Monday, December 10, 2012

4G-LTE Spectrum Award: No Track Record Needed


It is become endemic of the Malaysian regulatory authorities to award quotas and licences to companies with questionable financial credentials and without any track record in the relevant industries.

Last week, Malaysian Communications and Multimedia Commission (MCMC) announced the allocation of the 4G-LTE spectrum where all 7 existing broadband players in the market – Maxis Broadband Sdn Bhd, Digi Telecommunications Sdn Bhd, Celcom Axiata Bhd, U Mobile Sdn Bhd, Redtone Marketing Sdn Bhd, YTL Communications and Packet One Networks (M) Sdn Bhd were granted 20MHz of bandwidth.

However, what took the industry by surprise was the award of the largest share of the bandwith of 40MHz to a little known entity Puncak Semangat Sdn Bhd, owned by tycoon Tan Sri Syed Mokhtar Al-Bukhary.

The most straightforward question to ask MCMC is – why is it that a company with zero track record in the industry has been given the privilege of securing the largest chunk of the bandwidth?

It appears that MCMC which has landed in controversy in the past, is persisting in awarding licenses to companies with little track record or financial capabilities.  In the past award of bandwidth for the 3G and WIMAX spectrum, several companies have failed to deliver the services or have effectively sold their license for a quick profit.

What is most disappointing the the award of licenses in Malaysia is there is not auction requirement as practised in most other developed countries.  The auction process will not only ensure the most committed companies to take part in the exercise, but will also raise valuable revenue for the Government.

For example, the Office of Communications, the independent telecommunications regulator in the United Kingdom has set a reserve auction price of GBP1.3 billion for the 4G-LTE licences and the industry expects the Government to raise between GBP3 to 4 billion!

In 2010, the highest bid in the German spectrum auction was 7.5 Million Euros for two blocks in the 800 MHz band.

In 2008 Sweden concluded an electronic 16-day auction for nine 15-year 4G-licenses for a total bandwidth of 190 MHz in the 2,6 GHz band.

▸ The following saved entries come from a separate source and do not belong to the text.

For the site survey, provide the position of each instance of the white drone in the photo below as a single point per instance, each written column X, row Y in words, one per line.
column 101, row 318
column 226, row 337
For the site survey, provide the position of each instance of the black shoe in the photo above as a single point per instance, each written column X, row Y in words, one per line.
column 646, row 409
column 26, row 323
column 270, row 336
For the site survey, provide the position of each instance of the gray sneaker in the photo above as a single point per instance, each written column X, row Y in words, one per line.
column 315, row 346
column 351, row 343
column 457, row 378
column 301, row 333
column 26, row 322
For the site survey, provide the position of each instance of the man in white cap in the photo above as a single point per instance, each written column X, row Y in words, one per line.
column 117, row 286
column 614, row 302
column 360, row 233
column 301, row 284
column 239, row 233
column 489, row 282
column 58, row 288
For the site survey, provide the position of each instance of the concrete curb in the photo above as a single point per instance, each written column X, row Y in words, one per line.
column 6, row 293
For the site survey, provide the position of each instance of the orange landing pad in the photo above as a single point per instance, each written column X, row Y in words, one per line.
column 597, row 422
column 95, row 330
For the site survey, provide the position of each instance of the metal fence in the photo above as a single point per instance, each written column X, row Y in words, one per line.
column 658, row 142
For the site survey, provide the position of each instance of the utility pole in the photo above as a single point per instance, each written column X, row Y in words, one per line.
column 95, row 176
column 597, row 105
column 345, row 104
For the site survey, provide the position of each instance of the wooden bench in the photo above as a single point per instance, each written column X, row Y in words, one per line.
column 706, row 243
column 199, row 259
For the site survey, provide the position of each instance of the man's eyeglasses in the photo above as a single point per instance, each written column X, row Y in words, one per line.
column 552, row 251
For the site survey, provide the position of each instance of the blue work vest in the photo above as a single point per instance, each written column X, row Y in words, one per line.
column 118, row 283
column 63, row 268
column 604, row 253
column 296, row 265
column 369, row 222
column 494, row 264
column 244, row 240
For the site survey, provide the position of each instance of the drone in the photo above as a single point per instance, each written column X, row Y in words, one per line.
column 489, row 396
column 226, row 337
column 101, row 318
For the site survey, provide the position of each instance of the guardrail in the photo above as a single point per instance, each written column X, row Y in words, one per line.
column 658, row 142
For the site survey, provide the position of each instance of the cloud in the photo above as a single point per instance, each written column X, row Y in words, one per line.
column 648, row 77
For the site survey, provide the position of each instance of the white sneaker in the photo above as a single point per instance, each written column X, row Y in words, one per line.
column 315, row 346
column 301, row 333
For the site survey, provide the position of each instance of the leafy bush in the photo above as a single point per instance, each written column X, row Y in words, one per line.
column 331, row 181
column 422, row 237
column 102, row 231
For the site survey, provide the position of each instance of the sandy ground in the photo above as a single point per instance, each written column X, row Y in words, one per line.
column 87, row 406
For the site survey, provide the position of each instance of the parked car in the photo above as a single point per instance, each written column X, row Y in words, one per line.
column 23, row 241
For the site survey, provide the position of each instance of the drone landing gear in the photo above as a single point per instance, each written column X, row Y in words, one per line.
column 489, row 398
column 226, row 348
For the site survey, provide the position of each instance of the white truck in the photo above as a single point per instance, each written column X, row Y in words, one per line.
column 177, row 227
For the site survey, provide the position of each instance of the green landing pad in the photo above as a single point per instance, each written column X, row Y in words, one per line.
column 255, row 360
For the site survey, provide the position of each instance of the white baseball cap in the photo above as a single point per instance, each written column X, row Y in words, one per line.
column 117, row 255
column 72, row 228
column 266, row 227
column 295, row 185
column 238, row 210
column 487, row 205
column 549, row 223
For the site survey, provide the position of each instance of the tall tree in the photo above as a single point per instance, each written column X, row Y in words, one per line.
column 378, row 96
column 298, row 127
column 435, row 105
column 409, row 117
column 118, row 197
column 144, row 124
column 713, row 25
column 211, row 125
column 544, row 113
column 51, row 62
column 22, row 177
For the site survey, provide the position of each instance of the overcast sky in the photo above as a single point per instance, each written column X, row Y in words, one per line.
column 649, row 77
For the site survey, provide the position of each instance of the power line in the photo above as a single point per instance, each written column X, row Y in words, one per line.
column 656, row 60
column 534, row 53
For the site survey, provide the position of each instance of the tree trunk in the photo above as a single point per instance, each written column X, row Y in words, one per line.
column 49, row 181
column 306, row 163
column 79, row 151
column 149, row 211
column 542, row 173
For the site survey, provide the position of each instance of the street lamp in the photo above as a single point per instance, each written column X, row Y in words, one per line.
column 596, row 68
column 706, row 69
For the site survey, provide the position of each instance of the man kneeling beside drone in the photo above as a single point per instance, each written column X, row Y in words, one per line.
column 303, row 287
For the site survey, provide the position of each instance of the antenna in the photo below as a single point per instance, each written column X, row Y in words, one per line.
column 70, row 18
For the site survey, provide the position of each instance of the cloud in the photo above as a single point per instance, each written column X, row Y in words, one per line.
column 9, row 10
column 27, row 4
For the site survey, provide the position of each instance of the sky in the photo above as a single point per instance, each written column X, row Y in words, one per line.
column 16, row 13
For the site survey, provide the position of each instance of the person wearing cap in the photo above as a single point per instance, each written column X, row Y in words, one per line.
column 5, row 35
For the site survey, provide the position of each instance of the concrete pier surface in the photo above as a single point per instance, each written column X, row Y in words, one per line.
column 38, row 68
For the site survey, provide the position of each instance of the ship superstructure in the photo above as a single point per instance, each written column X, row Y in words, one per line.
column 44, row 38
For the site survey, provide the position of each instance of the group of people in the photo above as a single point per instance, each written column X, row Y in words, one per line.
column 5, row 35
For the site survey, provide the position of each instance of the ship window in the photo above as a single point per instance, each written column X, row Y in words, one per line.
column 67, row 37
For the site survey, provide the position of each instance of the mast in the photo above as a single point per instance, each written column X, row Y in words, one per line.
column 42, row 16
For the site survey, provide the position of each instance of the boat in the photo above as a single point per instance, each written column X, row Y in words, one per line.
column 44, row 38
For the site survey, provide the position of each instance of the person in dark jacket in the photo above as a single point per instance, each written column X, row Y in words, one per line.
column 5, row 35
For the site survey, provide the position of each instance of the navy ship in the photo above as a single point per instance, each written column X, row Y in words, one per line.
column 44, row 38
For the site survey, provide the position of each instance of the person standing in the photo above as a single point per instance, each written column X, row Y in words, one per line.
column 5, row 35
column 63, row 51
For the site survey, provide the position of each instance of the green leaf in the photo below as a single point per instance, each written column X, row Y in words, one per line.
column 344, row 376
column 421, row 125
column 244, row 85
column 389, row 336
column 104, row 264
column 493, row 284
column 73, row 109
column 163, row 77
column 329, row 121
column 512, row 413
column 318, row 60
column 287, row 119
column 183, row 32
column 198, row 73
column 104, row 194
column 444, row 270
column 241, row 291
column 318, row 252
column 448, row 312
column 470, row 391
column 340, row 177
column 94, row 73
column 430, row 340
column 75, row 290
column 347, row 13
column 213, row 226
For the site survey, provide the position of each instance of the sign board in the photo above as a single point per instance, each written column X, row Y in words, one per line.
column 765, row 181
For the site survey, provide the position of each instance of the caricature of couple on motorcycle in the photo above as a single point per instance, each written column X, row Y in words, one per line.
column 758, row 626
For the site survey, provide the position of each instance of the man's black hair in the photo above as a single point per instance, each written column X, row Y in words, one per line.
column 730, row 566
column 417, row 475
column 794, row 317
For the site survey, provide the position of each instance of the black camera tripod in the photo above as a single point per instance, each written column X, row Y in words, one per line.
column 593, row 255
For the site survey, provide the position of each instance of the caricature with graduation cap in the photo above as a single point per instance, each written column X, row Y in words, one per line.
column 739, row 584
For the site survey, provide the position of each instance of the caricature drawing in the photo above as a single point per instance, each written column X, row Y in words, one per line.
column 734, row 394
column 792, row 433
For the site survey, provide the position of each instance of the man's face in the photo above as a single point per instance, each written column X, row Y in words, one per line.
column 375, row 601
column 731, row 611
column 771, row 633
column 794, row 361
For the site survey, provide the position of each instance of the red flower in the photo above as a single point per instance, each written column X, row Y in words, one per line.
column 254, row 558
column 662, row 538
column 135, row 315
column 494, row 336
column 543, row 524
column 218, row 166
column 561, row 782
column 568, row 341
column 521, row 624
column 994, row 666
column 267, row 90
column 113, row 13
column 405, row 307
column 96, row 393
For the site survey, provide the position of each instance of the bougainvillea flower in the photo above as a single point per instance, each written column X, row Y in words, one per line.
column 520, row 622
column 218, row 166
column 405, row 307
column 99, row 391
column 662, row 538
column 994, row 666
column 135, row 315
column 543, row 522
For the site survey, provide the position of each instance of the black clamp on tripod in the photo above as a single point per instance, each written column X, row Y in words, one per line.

The total required minimum bids were SEK 50,000,000, but the total winning bids were USD314 million.

Other countries such as Taiwan, Singapore, Brazil are planning for 4G auctions in 2013.  Similarly, Thailand has only just concluded their 3G auction, netting their Government US$1.4 billion in the process despite a more depressed market environment, and alleged collusion to lower the auction price.

It appears that in Malaysia, our regulators are more interested in enhancing the profits of our telecommunication companies, and even then favouring certain connected parties despite their lack of track record.

The above is the clear cut case of lost opportunity for the Government to raise valuable funds to provide much needed services and facilities for Malaysians, such as toll-free highways and affordable homes.

Pakatan Rakyat will ensure that all licenses granted by our various regulatory bodies, particularly in the energy and telecommunication will be awarded in an open, transparent and competitive manner to ensure that the best bids will win the licences and the Government will also be able to maximise its revenue in the interest of the rakyat.